Studium der neueren Sprachen.

Sitzung vom 10. Januar 1871. Hr. Rauch sprach über die Schreibung von an und en im Französischen, worin durchaus Willkür und Inconsequenz herrscht. Als man im Mittelalter phonetisch schrieb, setzte man an auch wo die Etymologie en fordert. Schon im Rolandsliede reimt an mit en, ähnlich im Alexiusliede; ausnahmsweise reimt ien stets mit e, ausser in nient, welches mit a reimt. Ein System zeigt sich erst beim Aufkommen der gelehrten Orthographie: in Wörtern gelehrter Bildung behält man das etymologische en, in den volksthümlichen an; vgl. clairvoyant und évident. Als die Akademie die Schreibweise fixirte, hemmte sie nur die natürliche Entwicklung. Vernünftig ist der Vorschlag Paul Meyers, in allen Wörtern, die den Nasallaut enthalten, an zu schreiben.
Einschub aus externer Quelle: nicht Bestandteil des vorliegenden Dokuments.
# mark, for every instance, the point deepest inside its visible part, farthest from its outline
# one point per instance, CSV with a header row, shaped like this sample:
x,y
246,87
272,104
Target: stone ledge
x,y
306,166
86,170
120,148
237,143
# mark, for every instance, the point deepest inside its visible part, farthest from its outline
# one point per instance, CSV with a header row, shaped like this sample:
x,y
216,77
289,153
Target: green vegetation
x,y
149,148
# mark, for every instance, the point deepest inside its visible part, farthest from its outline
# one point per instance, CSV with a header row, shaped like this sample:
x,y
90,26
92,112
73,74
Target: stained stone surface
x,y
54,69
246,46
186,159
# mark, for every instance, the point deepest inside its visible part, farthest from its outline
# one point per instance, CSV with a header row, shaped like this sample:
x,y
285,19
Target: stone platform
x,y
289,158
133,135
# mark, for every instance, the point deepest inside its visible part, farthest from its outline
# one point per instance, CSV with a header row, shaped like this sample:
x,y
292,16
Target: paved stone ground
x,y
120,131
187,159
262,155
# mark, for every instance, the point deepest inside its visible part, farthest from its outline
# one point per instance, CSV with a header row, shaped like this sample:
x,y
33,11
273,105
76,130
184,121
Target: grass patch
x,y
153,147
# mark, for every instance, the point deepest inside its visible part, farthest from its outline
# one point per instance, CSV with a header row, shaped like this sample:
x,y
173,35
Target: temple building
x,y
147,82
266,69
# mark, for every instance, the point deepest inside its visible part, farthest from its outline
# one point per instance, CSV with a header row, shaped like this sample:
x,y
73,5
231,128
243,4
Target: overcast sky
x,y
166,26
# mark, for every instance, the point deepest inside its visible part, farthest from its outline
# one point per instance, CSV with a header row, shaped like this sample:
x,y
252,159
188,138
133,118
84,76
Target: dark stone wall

Hr. Michaelis constatirte, dass schon vor längrer Zeit in einem bei Firmin Didot, dem Drucker der Académie, erschienenen Buche neben manchen andren auch ein diesem entsprechender Antrag gestellt sei.

Hr. Herrig bemerkte, dass bei der Oberflächlichkeit, mit welcher die Académie das Dictionnaire behandle, alle derartigen Vorschläge wenig Aussicht hätten.

Hr. Märker sprach über „, Göthesprüche in Prosa," zum ersten Male erläutert von G. von Loeper. Die von Göthe selbst mit Eckermann vereinbarte Eintheilung in „Natur Kunst Ethik" ist durchgeführt; der Inhalt ist oft älteren Schriftstellern entnommen; diese Quellen zu erforschen ist interessant und noch nicht überall gelungen. Weniges ist sententiös; die meisten sind, so zu sagen, Ueberschriften für grosse Untersuchungen oder Resultate von solchen; namentlich die ethischen sind von ungemeiner Tiefe; in der Abtheilung „Kunst" ist die ganze Göthe'sche Lehre niedergelegt: überall zeigt sich der tiefe

Archiv f. n. Sprachen. XLVII.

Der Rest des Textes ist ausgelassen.